Para o preparo das dietas utilizou-se ingredientes de diversas procedências: caseína 60 mesh fornecida pela Kauffmann & Co, contendo 90,39% (%N x 6,40) de proteína, em base seca; óleo refinado de soja; amido de mandioca, preparado em laboratório, grau de pureza em carboidratos igual a 99,4%, em base seca; mistura vitamínica e mistura de sais minerais, preparadas em laboratório segundo a formulação da AIN-93G (19). A dieta básica foi preparada segundo a formulação da AIN-93G (19) para conter: caseína 20%; óleo de soja 7%; mistura mineral 3,5%; mistura vitamínica 1%; L-cistina 0,3%; bitartarato de colina 0,25%. O amido de mandioca foi a única fonte de carboidrato e entrou na dieta básica em q.s.p. 100%. A farinha de mandioca teste ou a farinha de mandioca comercial (identificada na Tabela 1 como farinha b) entraram na formulação das dietas nas porcentagens de 11,6%, 34,8% e 58,0% para fornecerem, respectivamente, 5%, 15%, 25% e 2,3%, 7,0%, 11,6% de fibra alimentar, e em substituição à igual porcentagem de amido de mandioca. A formulação da AIN-93G [19] considera 5% o teor de fibra para a dieta básica.

Os animais utilizados foram ratos albinos da linhagem Wistar, SPF (Livres de Patógenos Específicos), de 21 dias e fornecidos pelo Centro de Animais de Laboratório (CEMIB) da UNICAMP. Durante o ensaio, a temperatura do laboratório foi mantida a 21 ± 2° C, com alternância automática de claro-escuro em períodos de 12 horas. Os animais receberam dieta e água ad libitum.

O ensaio teve duração de 31 dias durante os quais foram feitas, para cada rato, as determinações de peso de alimento ingerido, peso de fezes úmida e seca, volume de fezes seca, número de defecações, ganho de peso corpóreo, bem como, foram calculados o quociente de eficiência alimentar (QEA) e o quociente de eficiência protéica operacional (PERop).
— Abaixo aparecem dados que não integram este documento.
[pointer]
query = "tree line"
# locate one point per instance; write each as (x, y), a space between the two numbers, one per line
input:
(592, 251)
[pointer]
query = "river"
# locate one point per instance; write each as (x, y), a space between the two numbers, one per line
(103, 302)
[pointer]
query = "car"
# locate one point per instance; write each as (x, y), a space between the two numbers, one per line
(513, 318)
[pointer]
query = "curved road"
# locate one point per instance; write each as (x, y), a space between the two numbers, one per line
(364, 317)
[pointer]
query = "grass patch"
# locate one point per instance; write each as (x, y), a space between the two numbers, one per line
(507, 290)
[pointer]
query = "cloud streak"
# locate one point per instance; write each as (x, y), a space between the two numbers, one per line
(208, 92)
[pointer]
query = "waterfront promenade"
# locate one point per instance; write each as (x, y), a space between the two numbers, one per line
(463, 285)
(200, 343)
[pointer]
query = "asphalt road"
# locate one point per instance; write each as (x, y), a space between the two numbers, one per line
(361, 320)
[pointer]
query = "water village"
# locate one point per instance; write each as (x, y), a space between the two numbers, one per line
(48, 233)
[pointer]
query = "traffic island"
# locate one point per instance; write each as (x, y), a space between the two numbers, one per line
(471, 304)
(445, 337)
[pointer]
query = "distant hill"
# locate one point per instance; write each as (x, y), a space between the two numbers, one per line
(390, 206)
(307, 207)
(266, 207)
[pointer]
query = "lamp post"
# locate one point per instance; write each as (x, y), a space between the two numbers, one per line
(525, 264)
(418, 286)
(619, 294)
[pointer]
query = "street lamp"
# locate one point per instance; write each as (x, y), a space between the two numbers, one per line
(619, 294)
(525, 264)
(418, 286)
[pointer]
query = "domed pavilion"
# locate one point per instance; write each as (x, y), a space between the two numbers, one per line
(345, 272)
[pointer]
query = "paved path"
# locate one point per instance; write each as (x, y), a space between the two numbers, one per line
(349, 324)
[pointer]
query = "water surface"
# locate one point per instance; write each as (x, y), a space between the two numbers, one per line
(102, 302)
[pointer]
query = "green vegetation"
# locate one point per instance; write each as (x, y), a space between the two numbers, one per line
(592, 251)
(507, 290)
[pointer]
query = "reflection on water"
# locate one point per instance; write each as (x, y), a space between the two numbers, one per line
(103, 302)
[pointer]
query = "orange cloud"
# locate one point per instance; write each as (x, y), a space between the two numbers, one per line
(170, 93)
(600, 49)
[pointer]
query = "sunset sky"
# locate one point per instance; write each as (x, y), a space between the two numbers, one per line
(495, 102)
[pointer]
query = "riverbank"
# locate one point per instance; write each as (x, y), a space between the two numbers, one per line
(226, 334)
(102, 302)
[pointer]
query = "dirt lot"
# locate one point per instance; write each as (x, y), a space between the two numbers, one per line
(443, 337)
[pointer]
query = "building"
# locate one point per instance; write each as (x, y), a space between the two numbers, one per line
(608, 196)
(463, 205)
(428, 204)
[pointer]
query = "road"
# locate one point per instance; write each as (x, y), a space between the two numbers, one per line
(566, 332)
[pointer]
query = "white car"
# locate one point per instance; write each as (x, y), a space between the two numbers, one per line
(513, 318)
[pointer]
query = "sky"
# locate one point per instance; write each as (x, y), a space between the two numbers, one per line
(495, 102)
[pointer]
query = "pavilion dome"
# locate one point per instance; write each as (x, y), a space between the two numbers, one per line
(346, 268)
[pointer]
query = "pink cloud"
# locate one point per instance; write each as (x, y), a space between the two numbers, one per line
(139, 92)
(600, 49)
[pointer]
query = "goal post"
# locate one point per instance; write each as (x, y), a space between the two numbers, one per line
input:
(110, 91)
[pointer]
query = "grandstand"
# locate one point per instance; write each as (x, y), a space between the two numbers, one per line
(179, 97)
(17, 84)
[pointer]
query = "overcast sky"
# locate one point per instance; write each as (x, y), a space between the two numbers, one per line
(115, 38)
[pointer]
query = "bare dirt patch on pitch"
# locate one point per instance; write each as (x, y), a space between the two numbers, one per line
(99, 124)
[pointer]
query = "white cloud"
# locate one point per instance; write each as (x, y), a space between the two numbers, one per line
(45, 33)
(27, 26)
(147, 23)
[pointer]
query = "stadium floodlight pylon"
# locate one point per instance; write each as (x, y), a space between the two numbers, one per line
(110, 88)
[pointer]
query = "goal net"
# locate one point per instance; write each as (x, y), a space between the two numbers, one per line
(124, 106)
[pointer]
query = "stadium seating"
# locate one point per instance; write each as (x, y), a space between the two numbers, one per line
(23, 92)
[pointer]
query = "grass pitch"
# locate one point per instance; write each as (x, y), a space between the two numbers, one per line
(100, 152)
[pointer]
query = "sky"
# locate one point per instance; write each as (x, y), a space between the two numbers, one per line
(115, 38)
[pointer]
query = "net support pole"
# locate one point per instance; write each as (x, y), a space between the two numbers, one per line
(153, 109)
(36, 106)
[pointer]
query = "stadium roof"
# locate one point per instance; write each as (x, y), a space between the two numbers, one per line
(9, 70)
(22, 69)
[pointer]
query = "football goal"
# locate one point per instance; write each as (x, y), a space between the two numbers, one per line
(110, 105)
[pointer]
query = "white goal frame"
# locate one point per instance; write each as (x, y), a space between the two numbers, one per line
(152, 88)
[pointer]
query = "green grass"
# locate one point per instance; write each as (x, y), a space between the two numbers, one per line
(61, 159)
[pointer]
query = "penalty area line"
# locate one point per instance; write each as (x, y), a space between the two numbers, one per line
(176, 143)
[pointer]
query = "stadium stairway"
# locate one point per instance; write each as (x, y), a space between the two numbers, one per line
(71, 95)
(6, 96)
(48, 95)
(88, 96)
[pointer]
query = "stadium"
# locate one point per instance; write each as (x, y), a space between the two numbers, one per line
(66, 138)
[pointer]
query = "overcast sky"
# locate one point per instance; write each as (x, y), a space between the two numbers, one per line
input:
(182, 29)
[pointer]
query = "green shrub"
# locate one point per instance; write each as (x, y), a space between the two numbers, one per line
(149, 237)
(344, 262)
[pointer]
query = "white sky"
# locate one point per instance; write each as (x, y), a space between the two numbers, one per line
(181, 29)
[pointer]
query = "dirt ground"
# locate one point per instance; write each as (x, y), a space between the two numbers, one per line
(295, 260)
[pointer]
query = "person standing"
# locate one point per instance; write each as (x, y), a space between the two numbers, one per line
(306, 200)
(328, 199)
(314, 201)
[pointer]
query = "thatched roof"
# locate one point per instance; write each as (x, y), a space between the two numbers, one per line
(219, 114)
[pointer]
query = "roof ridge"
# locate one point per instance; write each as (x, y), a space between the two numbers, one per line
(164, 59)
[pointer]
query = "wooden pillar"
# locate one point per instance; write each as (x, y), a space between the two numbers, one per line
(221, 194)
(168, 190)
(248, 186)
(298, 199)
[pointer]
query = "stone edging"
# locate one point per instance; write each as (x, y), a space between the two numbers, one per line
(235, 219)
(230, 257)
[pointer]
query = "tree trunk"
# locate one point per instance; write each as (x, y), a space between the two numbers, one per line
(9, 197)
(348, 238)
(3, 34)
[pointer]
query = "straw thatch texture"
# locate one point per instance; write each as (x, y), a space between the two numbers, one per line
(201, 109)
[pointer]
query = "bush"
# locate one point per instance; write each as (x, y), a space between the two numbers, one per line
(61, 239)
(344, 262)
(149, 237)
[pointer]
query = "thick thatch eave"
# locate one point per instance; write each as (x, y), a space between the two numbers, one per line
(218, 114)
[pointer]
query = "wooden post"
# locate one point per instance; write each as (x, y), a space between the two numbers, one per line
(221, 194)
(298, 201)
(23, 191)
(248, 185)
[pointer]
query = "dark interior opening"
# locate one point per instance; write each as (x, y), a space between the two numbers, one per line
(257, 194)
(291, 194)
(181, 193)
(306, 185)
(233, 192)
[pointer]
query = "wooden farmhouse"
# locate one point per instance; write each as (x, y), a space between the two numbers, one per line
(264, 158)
Os dados foram analisados estatisticamente utilizando-se o programa ESTAT desenvolvido no Polo Computacional da Faculdade de Ciências Agrárias e Veterinárias, UNESP, Jaboticabal. Foram realizadas análises de variância dos tratamentos de acordo com o modelo inteiramente casualizado. Visando comparações específicas entre grupos de tratamentos realizou-se ainda a análise de variância com desdobramento por contrastes, cujo modelo aparece especificado junto aos resultados da análise. Os dados foram também avaliados por análise de regressão polinomial para ajuste de uma função estatística que relacione as características (variáveis) em função dos níveis de farinha utilizados na dieta.

 

3 – RESULTADOS E DISCUSSÃO

O produto elaborado a partir do bagaço de mandioca produzido pela polvilheira e identificado como "farinha de mandioca teste" está sendo proposto, neste trabalho, para ser consumido na alimentação humana.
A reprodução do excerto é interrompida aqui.